During “romance week” and Valentine's Day, your heart can be stolen in the blink of an eye, and so can your money. The FBI has warned of “romance” scams, centering the bulletin around the celebration of love, which demonstrates that it’s not just a box of chocolates that are seducing people, it’s scammers and cybercriminals. Staggering new data from the FTC shows that last year, nearly 70,000 people reported a romance scam, and reported losses hit $1.3 billion. The median reported loss was $4,400.

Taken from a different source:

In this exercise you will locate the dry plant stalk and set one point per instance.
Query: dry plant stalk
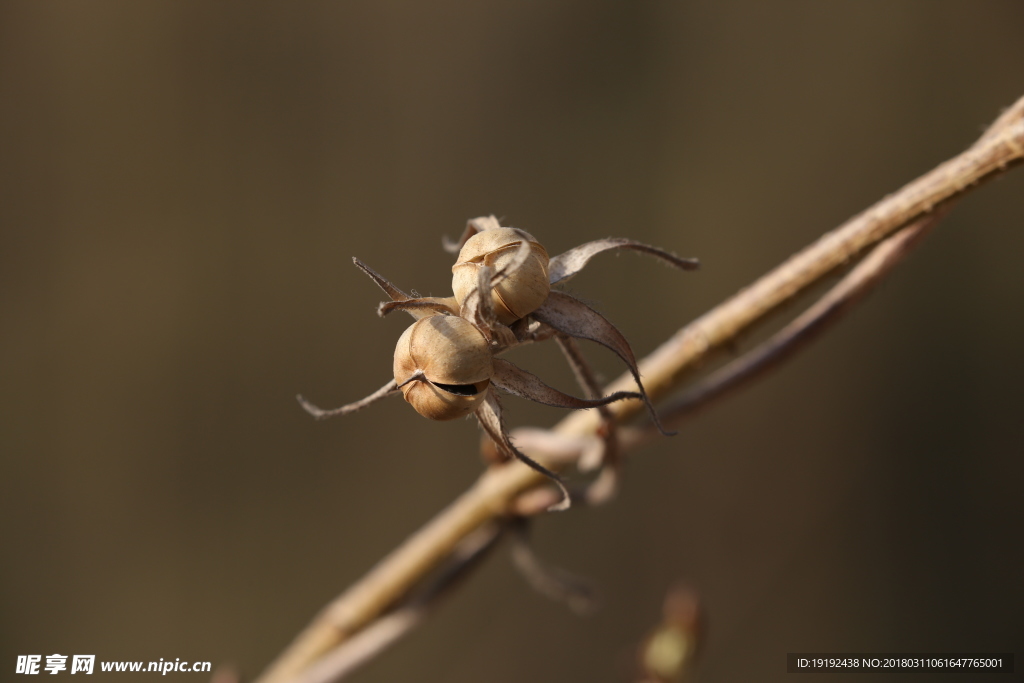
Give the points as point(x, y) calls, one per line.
point(495, 494)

Romance scams are a variation of what’s called “pig butchering,” a type of social engineering attack that alludes to the practice of fattening up a hog before slaughtering it. The approach combines some time-tested elements of fraud — such as gaining trust. It relies on the effectiveness of relationships nurtured on social media and the ease with which currencies can be moved electronically. In simpler terms, scammers are posing as lovers, gaining the trust of their fake beau, and then asking them for money for gifts, procedures, plane tickets, you name it.
SafeGuard Cyber believes these so-called “romance” or “pig butchering” scams point to these main areas of concern for enterprises:
- Blurred Lines: The blurred lines between personal use and business use of devices puts companies at risk when it comes to romance scams. Employees often conduct business on personal devices which can put the enterprise at risk. Cybercriminals know this, so they will target employees during business hours, distract them, and gain entry to the enterprise through the employee’s personal device that has access to their employer's information. Attackers can make an even bigger score if they seduce an employee long enough to get in and deploy ransomware.

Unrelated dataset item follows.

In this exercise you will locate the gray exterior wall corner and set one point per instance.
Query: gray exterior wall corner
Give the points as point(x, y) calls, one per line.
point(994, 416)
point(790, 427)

- Similar Tactics: These schemes frequently target individuals over WhatsApp, and typically involve AI-generated profile photos of beautiful women in exotic locales. Attackers claim to have unique knowledge about things like gold prices or cryptocurrency. From a business communication perspective, while pig butchering schemes target individuals for profit. Cybercriminals and nation-states use similar tactics to honeypot key employees with privileged access, often starting in social media apps like Instagram or Facebook.
- Bigger Reel, Bigger Fish: Organized cybercrime groups that leverage “romance” or “pig butchering” scams bring unprecedented levels of scale to cybercrime and social engineering attacks. The size and scope of their operations is staggering including gray economies that support these illicit operations with ready-made supplies like stock photo bundles, social profiles, and operational playbooks. The bigger the size and scope, the bigger fish they can go after, in this case not just a single person but their employer as well.

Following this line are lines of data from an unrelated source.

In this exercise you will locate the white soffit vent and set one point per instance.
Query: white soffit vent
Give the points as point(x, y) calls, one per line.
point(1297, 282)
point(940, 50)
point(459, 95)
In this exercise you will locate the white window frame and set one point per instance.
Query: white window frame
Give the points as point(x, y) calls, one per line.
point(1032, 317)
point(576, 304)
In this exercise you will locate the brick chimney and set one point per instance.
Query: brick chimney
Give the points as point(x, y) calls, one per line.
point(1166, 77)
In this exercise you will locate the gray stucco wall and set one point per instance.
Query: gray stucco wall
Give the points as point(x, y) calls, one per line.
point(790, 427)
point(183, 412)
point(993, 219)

- Lowering the Barrier, Heightening the Risk: The commodification of social engineering techniques and tactics will result in lower barriers for entry for criminal groups of all sizes, from large syndicates to local street gangs. New Phishing as a Service (PhaaS) kits make high-volume phishing (in this case love interest phishing) accessible and easy to execute.
- Export It: Out of fear or shame, most romance or pig butchering victims do not report their losses to the authorities or to their employers. Compromised individuals in “romance” or “pig butchering” scams can not only lose a lot of money personally but can put their organizations at great financial risk if the crime happened during business hours and on a device with access to business information.
The depth and breadth of these operations are devastating and heartbreaking and the scale of the operation is astonishing. There is a great human cost to these social engineering scams that come in the form of “romance” or “pig butchering”. Let’s focus on these concerns and raise awareness so that we can protect people and the companies they work for from malicious cybercriminals.